They have provided well for their children, allowing them quality educations and the opportunity to spread their wings and explore the world. Each of their three kids have spent at least part of their post-education lives contributing to some aspect of the family endeavor, working the farms and mills and cupping lab, or doing marketing and outreach work on behalf of the business.

Don Rafael cares deeply for the coffee he grows and processes. Every year he undertakes new modifications to the wet milling equipment or procedures, and in partnership with Rafa Jr they experiment ever more with new coffee varieties and ever-unusual processing methods. The work seems exhausting and neverending; there is no standard grade. They manage seven farms, multiple varieties on each, and process each variety from each farm in multiple ways. Every year we taste easily over thirty variations and combinations of their microlots.

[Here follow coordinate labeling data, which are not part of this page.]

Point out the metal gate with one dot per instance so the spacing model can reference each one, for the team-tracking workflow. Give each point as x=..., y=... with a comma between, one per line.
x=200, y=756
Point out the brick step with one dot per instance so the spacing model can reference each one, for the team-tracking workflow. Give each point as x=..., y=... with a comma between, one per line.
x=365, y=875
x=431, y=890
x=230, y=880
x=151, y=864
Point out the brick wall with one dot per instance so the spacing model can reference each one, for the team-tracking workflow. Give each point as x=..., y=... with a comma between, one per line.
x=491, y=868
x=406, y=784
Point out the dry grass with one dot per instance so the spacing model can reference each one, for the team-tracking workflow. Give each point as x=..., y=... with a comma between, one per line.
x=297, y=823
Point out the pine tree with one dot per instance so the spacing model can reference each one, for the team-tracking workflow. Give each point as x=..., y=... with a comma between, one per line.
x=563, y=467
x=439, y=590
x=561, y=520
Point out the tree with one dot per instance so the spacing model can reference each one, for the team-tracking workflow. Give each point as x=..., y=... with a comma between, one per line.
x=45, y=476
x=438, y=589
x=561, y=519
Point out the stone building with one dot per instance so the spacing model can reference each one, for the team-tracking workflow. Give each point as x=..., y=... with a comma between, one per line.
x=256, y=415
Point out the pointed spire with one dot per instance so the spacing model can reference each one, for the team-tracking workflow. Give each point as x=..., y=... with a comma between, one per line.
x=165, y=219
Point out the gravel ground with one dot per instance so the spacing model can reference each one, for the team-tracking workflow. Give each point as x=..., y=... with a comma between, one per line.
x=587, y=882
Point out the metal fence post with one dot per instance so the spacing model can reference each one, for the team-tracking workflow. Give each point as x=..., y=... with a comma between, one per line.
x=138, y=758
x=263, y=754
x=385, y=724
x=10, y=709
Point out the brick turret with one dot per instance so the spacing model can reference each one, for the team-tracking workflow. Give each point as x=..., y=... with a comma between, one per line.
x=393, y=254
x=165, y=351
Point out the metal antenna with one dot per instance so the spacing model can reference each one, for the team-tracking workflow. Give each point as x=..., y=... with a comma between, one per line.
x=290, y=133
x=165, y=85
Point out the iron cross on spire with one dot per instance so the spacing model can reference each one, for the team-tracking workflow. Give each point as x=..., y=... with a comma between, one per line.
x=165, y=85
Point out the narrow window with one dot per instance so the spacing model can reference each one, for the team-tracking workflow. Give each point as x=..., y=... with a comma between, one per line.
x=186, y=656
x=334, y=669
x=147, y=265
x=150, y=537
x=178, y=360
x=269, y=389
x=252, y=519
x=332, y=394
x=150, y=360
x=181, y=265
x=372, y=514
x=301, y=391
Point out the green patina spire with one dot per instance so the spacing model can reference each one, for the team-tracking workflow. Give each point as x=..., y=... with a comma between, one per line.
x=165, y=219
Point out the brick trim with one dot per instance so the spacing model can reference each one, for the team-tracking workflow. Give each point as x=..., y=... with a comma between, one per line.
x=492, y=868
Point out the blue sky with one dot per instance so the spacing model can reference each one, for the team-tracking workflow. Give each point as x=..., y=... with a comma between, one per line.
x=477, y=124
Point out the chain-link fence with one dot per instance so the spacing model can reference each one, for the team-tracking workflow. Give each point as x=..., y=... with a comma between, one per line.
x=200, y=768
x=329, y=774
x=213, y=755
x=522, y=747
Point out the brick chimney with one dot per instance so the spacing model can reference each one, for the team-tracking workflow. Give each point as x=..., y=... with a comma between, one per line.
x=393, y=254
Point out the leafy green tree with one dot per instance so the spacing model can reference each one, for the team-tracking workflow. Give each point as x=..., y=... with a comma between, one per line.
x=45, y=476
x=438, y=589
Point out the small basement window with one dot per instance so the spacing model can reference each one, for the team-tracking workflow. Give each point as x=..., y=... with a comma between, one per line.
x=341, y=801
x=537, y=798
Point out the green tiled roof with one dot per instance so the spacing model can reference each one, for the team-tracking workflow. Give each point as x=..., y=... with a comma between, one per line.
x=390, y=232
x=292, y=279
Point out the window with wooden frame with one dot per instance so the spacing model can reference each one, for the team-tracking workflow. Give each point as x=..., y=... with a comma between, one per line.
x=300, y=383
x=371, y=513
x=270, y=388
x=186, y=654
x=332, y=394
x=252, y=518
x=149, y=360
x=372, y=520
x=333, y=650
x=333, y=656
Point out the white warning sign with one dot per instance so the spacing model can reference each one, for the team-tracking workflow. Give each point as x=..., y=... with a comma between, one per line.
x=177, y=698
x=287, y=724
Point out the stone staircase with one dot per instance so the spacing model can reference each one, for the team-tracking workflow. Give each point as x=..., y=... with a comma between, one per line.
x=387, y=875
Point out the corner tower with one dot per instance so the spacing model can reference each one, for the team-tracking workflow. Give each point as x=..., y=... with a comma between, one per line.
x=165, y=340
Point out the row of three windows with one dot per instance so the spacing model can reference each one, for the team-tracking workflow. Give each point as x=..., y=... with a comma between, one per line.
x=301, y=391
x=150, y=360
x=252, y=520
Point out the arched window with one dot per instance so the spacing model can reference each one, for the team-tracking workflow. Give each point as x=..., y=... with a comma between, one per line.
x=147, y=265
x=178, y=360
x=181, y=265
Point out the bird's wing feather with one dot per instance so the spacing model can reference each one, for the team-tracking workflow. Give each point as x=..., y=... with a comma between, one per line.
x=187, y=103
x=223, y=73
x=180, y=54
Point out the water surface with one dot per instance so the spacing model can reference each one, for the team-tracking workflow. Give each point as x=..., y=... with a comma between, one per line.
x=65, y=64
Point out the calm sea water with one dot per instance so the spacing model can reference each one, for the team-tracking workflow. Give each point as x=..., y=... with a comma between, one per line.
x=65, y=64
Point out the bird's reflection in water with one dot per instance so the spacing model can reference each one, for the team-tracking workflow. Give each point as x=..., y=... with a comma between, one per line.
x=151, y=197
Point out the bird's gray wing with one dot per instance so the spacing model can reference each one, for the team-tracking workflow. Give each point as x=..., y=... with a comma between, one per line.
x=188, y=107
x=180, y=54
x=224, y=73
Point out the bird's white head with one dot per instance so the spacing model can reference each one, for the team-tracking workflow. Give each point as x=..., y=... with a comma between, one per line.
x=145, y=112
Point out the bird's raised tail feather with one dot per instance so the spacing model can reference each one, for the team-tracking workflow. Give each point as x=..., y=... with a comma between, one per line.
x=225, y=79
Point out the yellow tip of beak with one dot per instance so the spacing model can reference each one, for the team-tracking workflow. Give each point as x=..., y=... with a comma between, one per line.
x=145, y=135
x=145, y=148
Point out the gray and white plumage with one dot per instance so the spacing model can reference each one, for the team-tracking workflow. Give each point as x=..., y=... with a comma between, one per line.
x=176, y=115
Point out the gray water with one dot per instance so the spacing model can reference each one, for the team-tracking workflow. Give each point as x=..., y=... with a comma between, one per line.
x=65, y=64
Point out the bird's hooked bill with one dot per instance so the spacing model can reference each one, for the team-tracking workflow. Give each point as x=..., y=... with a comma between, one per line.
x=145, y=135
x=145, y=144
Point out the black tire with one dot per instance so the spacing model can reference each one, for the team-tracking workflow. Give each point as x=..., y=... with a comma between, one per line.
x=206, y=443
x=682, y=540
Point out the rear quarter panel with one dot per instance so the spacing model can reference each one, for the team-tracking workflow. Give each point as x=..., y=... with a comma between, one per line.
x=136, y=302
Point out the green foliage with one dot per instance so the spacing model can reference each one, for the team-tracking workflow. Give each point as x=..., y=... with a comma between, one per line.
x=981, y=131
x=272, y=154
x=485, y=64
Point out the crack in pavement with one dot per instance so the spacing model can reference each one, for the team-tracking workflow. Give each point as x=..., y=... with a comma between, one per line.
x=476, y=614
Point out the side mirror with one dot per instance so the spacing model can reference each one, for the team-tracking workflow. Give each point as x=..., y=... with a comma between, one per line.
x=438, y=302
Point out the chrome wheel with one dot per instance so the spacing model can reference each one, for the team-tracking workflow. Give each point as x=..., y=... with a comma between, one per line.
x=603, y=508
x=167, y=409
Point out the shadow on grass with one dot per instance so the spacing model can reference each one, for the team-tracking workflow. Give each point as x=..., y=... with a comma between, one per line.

In a world where coffee quality seems to be diverging ever more between the homogenous, undefined, $4.99 grocery stuff, and the actual carefully tended and personally detailed, reliably traceable and fully transparently traded specialty lots, the Sicafe coffees plant themselves firmly in the specialty lane.

And El Salvador is a coffee world mirroring this quality split. The country’s HGs compete with Honduras in an unsustainable price race for the bottom, while smallholders with their own processing equipment and tiny tucked-away farms annually produce coffees I would put up against the top cupping lots from anywhere in the world. Some of the first experimental processing methods were birthed and nurtured in El Salvador, and smart producers were quick to identify and adapt to US desires for ever increasing specialization.

The price coffees like this should command rival those consumers in the US will pay for an already roasted and ground package. Meaning: FOB prices of $4 and $5 green are not at all uncommon for top lots. As we remain committed to discovering, working with, and rewarding the producers who make these exquisite coffees, we’re pleased to show off and share this relationship with Carmen Elena and Rafael Silva.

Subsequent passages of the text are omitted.